Multidrug resistance presents difficulties in preventing and treating bacterial infections. Proline-rich antimicrobial peptides (PrAMPs) inhibit bacterial growth by affecting the intracellular targets rather than by permeabilizing the membrane. The aim of this study was to develop a yeast-based fusion carrier system using calmodulin (CaM) and xylanase (XynCDBFV) as two carriers to express the model PrAMP PR-39-derived peptide (PR-39-DP) in Pichia pastoris. Fusion protein secreted into the culture supernatant was purified in a one-step on-column digestion using human rhinovirus 3C protease, obtaining the target peptide PR-39-DP. The growth curves of Escherichia coli were monitored by recording the OD600 values of the bacteria.
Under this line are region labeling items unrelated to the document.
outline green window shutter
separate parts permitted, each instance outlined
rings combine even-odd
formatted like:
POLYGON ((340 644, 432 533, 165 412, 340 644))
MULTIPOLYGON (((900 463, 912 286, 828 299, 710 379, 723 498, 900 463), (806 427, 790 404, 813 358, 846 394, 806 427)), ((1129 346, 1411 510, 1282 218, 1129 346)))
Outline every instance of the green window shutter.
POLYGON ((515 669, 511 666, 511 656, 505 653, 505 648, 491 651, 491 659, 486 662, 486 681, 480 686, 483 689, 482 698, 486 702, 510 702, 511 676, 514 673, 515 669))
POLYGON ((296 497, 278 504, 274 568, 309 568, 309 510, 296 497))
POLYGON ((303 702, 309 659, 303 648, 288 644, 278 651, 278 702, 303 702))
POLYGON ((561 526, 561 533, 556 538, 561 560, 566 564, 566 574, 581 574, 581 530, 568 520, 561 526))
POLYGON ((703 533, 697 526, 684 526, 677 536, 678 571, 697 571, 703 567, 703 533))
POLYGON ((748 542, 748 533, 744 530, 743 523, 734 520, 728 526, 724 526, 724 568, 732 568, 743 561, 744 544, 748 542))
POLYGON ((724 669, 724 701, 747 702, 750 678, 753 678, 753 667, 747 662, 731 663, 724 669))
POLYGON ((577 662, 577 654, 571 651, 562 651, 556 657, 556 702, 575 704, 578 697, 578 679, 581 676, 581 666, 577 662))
The antibacterial activity of PR-39-DP was evaluated in killing assays performed on E. coli. The yield of PR-39-DP was 1.0-1.2mg l-1 in the CaM fusion carrier system, approximately three times that of the XynCDBFV fusion carrier system. The minimal inhibitory concentration of PR-39-DP was ∼10.5µg ml-1. CaM and XynCDBFV provide increased stability and promote the expression and secretion of active PR-39-DP.